Fomento de la Participación
Ya sea en el barrio, la iglesia o la comunidad, la participación permite ser protagonistas activos de su propio envejecer. Los adultos mayores deben tomar sus propias decisiones.
Respeto y Reconocimiento
Reconocer su trayectoria y valor: frases como “es hora que le den paso a los jóvenes” o “ya vivieron lo suficiente” son actos de discriminación que debemos revertir. En vez de apartarlos, debemos integrarlos y otorgarles las herramientas para que ellos también puedan desenvolverse en la sociedad.
Llamarlos por su nombre: Todo adulto mayor tiene derecho a ser llamado por su nombre. Apelativos o diminutivos como “abuelito” o “teclita” solo los disminuyen, porque no por ser adulto mayor, deben ser abuelos.
Ceder los asientos: El uso de los asientos reservados para adultos mayores tiene carácter legal. Si alguien está ocupando el asiento tiene la obligación de cederlo, pero también debemos hacerlo como un acto moral.
Integración Familiar
En decisiones importantes o reuniones, debemos integrar a los adultos mayores, para que se sientan partícipes dentro de su círculo familiar y así no se sientan aislados o desplazados.
Aprendamos a convivir en la sociedad con todas las generaciones etarias sin discriminar, y recordemos que todos seremos adultos mayores algún día. Compartamos más con aquellos que han vivido más y quienes han recolectado experiencia y felicidad por 60, 70 u 80 años.
Convivir con adultos mayores es una experiencia enriquecedora que nos permite crecer como personas y fortalecer los lazos familiares. Recuerda: cada persona es única y sus necesidades pueden variar. Si bien la convivencia es una experiencia enriquecedora, también podemos enfrentar desafíos, especialmente cuando el adulto mayor experimenta cambios en su salud o capacidades cognitivas. Es importante no descuidar la propia salud física y emocional, y existen numerosos recursos disponibles para ayudar en esta tarea.
El Programa Vínculos: Apoyo para la Conexión Social
El programa Vínculos forma parte de las políticas públicas orientadas a las personas adultas mayores de Chile, promoviendo el ejercicio de sus derechos y su participación activa en redes, reforzando la valorización de esta etapa de su vida. Su objetivo es la generación de condiciones que permitan a los adultos mayores alcanzar mejores condiciones de vida mediante el acceso a prestaciones sociales e integración a la red comunitaria de promoción y protección social, promoviendo su autonomía y participación social.

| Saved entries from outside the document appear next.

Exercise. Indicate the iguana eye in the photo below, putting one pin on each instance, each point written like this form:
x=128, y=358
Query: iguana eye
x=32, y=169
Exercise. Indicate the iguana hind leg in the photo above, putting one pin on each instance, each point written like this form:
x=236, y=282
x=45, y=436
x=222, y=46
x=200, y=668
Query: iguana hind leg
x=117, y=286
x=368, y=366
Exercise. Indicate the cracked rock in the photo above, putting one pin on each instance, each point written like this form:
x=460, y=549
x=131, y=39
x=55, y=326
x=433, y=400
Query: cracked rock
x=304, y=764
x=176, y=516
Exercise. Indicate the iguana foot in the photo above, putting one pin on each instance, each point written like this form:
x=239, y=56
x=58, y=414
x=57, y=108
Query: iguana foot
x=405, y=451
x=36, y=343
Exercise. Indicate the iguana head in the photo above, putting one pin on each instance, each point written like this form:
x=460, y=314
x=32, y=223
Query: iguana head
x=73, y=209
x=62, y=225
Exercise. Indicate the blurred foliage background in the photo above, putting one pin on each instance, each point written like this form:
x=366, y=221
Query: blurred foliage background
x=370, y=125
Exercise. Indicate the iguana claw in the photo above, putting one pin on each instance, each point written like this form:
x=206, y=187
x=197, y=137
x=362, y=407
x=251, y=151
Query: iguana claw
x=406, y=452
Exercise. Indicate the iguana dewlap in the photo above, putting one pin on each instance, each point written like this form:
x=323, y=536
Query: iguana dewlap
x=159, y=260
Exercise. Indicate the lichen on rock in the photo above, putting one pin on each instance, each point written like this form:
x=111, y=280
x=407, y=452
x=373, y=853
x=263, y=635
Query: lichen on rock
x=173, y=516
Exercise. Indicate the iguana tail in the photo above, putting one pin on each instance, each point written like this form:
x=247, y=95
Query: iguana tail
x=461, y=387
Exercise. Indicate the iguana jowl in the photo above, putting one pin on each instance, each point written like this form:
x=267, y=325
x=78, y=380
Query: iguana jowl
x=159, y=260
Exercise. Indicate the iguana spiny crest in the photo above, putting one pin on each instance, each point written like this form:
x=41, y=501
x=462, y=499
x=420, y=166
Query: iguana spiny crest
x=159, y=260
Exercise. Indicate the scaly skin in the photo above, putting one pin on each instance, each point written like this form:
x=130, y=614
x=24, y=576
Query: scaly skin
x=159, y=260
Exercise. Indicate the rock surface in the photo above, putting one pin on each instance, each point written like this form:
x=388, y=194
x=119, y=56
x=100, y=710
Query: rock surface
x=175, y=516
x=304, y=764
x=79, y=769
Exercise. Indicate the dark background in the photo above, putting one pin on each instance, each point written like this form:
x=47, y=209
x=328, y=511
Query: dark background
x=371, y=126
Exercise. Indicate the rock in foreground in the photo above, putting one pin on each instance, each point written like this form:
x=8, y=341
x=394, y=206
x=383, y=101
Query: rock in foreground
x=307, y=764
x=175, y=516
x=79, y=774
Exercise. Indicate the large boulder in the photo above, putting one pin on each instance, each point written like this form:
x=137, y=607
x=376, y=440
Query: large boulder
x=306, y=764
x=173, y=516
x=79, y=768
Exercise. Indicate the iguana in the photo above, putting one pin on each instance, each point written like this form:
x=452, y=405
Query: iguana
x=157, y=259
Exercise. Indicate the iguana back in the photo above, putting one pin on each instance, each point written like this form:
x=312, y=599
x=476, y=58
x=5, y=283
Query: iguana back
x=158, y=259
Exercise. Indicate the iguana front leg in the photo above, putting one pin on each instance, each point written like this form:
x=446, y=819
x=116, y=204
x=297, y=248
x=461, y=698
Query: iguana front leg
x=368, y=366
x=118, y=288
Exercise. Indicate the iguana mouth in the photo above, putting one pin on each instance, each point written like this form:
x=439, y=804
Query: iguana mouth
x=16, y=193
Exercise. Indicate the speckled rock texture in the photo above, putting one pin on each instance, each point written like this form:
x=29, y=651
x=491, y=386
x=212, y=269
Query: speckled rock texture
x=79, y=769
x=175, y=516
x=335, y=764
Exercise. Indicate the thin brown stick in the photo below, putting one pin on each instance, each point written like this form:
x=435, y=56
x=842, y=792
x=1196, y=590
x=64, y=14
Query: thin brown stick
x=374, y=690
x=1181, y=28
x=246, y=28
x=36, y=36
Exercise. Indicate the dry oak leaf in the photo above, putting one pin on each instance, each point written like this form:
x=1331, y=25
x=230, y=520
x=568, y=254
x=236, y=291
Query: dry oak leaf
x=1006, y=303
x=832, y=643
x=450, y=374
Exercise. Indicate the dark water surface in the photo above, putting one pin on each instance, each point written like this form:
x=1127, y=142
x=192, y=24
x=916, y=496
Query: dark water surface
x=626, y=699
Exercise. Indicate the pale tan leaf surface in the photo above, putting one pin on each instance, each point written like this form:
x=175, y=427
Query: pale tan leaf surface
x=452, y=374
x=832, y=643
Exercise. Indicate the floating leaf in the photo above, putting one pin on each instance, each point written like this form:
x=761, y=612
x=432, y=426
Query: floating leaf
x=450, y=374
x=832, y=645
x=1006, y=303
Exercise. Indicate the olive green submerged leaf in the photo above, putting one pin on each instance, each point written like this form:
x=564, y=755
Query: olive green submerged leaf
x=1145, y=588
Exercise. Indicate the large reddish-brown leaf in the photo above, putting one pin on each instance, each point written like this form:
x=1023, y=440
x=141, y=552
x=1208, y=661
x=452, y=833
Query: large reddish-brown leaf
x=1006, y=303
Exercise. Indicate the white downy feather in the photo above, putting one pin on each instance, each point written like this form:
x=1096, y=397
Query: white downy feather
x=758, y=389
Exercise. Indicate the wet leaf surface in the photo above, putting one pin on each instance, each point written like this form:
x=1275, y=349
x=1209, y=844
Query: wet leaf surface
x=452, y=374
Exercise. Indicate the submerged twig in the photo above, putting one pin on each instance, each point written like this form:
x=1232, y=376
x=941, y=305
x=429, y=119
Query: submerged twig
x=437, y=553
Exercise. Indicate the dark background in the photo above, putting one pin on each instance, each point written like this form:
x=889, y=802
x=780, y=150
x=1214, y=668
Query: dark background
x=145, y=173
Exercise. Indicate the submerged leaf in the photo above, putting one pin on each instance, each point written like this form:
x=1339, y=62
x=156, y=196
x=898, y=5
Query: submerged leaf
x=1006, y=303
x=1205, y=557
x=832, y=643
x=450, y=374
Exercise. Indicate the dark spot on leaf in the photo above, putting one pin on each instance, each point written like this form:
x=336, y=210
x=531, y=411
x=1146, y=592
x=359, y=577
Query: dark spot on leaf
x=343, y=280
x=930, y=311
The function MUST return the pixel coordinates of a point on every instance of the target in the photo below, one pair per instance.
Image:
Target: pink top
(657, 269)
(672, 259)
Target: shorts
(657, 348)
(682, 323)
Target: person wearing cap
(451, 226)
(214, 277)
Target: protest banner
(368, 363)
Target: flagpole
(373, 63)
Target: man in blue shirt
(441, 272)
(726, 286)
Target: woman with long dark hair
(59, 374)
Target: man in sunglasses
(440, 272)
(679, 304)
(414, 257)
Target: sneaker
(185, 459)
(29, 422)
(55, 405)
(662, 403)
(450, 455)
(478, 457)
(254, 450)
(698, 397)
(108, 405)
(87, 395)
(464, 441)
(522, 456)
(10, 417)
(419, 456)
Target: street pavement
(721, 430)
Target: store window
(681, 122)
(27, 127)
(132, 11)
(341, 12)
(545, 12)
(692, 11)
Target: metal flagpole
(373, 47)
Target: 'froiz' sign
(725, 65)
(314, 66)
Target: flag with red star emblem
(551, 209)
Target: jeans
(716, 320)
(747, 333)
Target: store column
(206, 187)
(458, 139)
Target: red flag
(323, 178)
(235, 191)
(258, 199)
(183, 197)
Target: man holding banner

El programa consiste en brindar apoyo especializado a personas adultas mayores. Como todos los programas de Chile Seguridades y Oportunidades, Vínculos no es un programa al que se postule, sino al que se invita a participar. Para este efecto, en el caso de aquellos adultos mayores que cumplan con los requisitos del programa, un/a profesional de la Secretaría Regional Ministerial de Desarrollo Social o un monitor comunitario de su Municipalidad, concurrirá a su domicilio para contactarla e invitarla a participar.